Grey Cat The Flags 2024 Finals, Crypto writeups

BabyRSA
HMAC-CRC
Learning With Mistakes
RC4 Signing Scheme

BabyRSA

The code generates primes $$p,q,r,\ 2p+1,\ 2q+1,\ 2r+1$$ and then uses the public moduli $$N_1=p(2q+1),\;N_2=q(2r+1),\;N_3=r(2p+1)$$ to RSA encrypt the three parts of the flag. We know the values of $N_1,N_2,N_3$, so the problem is to solve for $p,q,r$ and then decrypting would be a piece of cake. The easiest method is to plug the equations into a Gröbner basis algorithm, but unfortunately I haven't learnt about them yet. So I resorted to a more elementary solution as follows.

Expanding out, we get

$$(2p+1)(2q+1)(2r+1) = 8pqr+4pq+4pr+4qr+2p+2q+2r+1 = 8pqr+2(N_1+N_2+N_3)+1,$$

thus

$$N_1N_2N_3 = pqr(2p+1)(2q+1)(2r+1) = pqr\bigl(8pqr + 2(N_1+N_2+N_3) + 1\bigr).$$

We know the values of $N_1N_2N_3$ and $2(N_1+N_2+N_3)+1$, so we can actually solve for $pqr$ via the quadratic formula. Then we can recover $p,q,r$ by taking the GCD of $pqr$ with each of the $N_i$'s, and the rest is easy peasy.

grey{3_equations_3_unknowns_just_use_groebnerXD}

HMAC-CRC

I came up with a new HMAC algorithm. How has no one thought of this before? (code)

The program encrypts messages using a custom algorithm; the challenge is to correctly encrypt 10 test messages by ourselves, without the program's help. The custom algorithm appends to the plaintext pt a special 4-byte HMAC, defined as CRC32(key+pt+key) where the 16-byte key is unknown, and then AES-CTR encrypts the padded pt+HMAC.

Recall that AES-CTR works by generating a continuous keystream based on the IV and then xoring with the plaintext to produce the ciphertext. Since the IV is fixed in the program, the keystream can be derived by asking the program to encrypt a block of 0s (32 bytes turn out to be sufficient) and then taking the first 32 bytes of the output (the last 16 bytes corresponds to the padded HMAC).

Thus to replicate the encryption of pt ourselves, we just need to know the value HMAC = CRC32(key pt key), and then we can xor pt+HMAC with the known keystream. (I mentioned 32 bytes earlier because the test plaintexts are 16 bytes, so pt+HMAC padded is 32 bytes.) At this point I spent many hours trying to pin down the details of how CRC32 worked; in theory it just involves polynomial division, but in practice there were many extra steps which I never figured out. I got seriously frustrated, especially after seeing how many other teams solved the challenge at that point.

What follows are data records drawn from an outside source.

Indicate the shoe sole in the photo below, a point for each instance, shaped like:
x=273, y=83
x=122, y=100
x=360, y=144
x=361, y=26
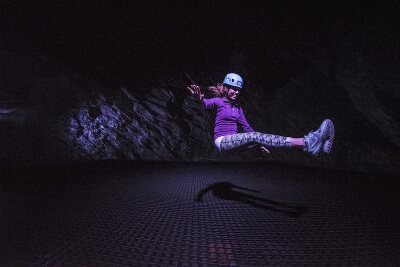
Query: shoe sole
x=324, y=129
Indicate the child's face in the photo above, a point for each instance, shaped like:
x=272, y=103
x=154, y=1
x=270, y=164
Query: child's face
x=233, y=92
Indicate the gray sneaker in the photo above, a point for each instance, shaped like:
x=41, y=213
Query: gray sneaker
x=314, y=141
x=329, y=141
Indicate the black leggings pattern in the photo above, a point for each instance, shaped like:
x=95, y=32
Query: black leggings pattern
x=236, y=141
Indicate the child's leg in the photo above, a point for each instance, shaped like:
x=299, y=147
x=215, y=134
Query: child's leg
x=242, y=139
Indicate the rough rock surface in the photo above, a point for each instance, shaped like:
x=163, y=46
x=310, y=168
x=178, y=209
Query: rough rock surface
x=54, y=111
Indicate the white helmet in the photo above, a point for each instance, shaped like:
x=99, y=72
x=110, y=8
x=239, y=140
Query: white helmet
x=234, y=80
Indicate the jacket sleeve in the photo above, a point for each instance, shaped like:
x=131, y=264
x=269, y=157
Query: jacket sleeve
x=243, y=122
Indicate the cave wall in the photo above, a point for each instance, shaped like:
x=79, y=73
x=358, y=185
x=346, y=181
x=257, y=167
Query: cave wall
x=101, y=81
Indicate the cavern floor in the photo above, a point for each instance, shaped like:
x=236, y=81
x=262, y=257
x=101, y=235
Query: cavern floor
x=146, y=214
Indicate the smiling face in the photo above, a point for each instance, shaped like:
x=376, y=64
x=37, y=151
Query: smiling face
x=232, y=92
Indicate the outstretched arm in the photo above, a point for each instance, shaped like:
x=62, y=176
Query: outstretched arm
x=195, y=92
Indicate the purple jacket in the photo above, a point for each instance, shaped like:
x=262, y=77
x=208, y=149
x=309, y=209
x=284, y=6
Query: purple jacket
x=228, y=117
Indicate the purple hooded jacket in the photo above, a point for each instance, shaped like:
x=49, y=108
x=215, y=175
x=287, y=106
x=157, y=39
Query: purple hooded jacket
x=228, y=117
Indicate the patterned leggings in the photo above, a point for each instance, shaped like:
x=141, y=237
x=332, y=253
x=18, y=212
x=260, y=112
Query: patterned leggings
x=240, y=140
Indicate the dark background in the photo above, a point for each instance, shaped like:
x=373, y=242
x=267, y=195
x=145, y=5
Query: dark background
x=96, y=80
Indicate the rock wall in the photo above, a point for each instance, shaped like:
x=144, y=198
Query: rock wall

But it turns out I didn't need to know the details. All I needed is the following special property which is easily found in the CRC32 wiki page:

$$\text{CRC32}(x\oplus y\oplus z) = \text{CRC32}(x)\oplus \text{CRC32}(y)\oplus \text{CRC32}(z),\quad \text{len}(x)=\text{len}(y)=\text{len}(z).$$

Here we sub x = key 0 0, y = 0 pt 0, z = 0 0 key, where 0 denotes a 16-byte block of zeroes and pt is 16 bytes long. Thus if we know k = CRC32(key 0 0) xor CRC(0 0 key), then we can derive the HMAC for any 16-byte plaintext since we can compute CRC(0 pt 0) ourselves. And k is derived by asking the program to encrypt a 16-byte block pt (I chose pt = 0), then xoring the result (minus the last 16 bytes) with CRC32(0 pt 0).

from pwn import *
from binascii import crc32

def CRC32(x):
    return int.to_bytes(crc32(x), 4, 'big')

def encrypt(s):
    r.clean()
    r.sendline(b'1')
    r.clean()
    r.sendline(s.encode())
    l = r.recvline().decode()[:-1]
    return bytes.fromhex(l)

r = remote('challs.nusgreyhats.org', 32000)
context.log_level = 'debug'
actual_key = r.recvline().decode()[:-1]

# Derive keystream
raw = encrypt('00'*32)[:-16]
assert len(raw) == 32
keystream = []
for i in range(0, len(raw), 16):
    keystream.append(raw[i:i+16])
assert keystream[0] == raw[:16]

crc_key_zero_key = xor(encrypt('00'*16), keystream[1])[16:16+4]
crc_zeroes = CRC32(b'\x00'*48)
# This is our desired k
crc_key_key = xor(crc_zeroes, crc_key_zero_key)

r.clean()
r.sendline(b'2')

for i in range(10):
    qn = bytes.fromhex(r.recvline().decode()[8:])
    r.clean()
    hmac = xor(CRC32(b'\x00'*16 + qn + b'\x00'*16), crc_key_key)

    b1 = xor(qn, keystream[0])
    b2 = xor(hmac + b'\x0c'*12, keystream[1])
    r.sendline((b1 + b2).hex().encode())

r.interactive()

grey{everything_is_linear_algebra_a0945v832q}

Learning With Mistakes

Original LWE use field GF(prime). TFHE use Mod(2^n). I use GF(2^n) so that it's still a field so obviously mine is gna be more secure lmao. (code) (log)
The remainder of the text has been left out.